The Note: Kitchen's Sink

The Note: Case against Obama wrapped up in one unwieldy package.

ByABC News
April 17, 2008, 9:48 AM

April 17, 2008 -- PHILADELPHIA -- Hope may float, but it doesn't always soar.

Probed, prodded, pressed, and punched, Sen. Barack Obama, D-Ill., enters the final stretch in Pennsylvania coming off a debate that was probably his roughest -- a full-on, mostly grim, moderately ugly outing of the questions that swirl around his candidacy.

The debate at the National Constitution Center may not change a thing about a nomination fight that could already be settled.
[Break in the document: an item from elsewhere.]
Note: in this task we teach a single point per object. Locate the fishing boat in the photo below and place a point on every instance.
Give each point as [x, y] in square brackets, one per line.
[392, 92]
But it wrapped up in an unwieldy package the case against the Democratic frontrunner -- and tossed both candidates' dirty laundry into the Philadelphia air.

It laid bare the stark choice for Democratic voters -- and, of course, for the superdelegates whose lap the race could fall into -- while offering a contrast where style is the substance.
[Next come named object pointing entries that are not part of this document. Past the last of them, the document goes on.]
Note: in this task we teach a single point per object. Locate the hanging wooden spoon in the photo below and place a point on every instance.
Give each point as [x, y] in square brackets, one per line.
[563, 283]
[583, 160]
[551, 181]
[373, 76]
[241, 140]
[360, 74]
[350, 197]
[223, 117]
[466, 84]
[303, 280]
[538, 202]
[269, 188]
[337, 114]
"Barack Obama last night staked his presidential campaign on the idea that the American people will look beyond the inevitable gaffes and errors and character attacks of a 24-hour campaign cycle to meet the challenges of a 'defining moment' in American history," Peter Canellos writes in The Boston Globe.
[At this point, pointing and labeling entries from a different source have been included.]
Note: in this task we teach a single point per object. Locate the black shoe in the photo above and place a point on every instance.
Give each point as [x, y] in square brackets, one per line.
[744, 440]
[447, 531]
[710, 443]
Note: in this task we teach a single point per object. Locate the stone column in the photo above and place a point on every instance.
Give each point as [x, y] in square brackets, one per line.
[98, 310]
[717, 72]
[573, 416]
"Hillary Clinton staked her campaign on the idea that Americans won't -- and that her tougher, more strategic approach to countering Republican attacks is a better way for Democrats to reclaim the White House."

"The choice between the candidates crystallized tonight," Washingtonpost.com's Chris Cillizza writes. "It is not, fundamentally, a choice about issues or even ideology -- it is a choice about approach."

Obama (tired?) has had few campaign evenings as trying as Wednesday. "It could not have been the performance Obama wanted to have six days before the state's primary, at a time when he needed to reassure voters," Thomas Fitzgerald writes in the Philadelphia Inquirer.

"At its core the debate boiled down to this familiar argument: Obama saying that politics itself was broken, its games not worth playing, and Clinton saying that skill at the game was crucial."

Sen. Hillary Rodham Clinton, D-N.Y., relished the chances presented to her -- cognizant of the fact that this might have been the final time she and Obama met in a debate. And both candidates have rather clearly memorized the briefing books by this point.

"Mrs. Clinton did not let an opportunity pass as she repeatedly challenged Mr. Obama on his record and views -- assisted, as it turned out, by vigorous questioning by the two moderators from ABC News, Charles Gibson and George Stephanopoulos," Adam Nagourney and Jeff Zeleny write in The New York Times.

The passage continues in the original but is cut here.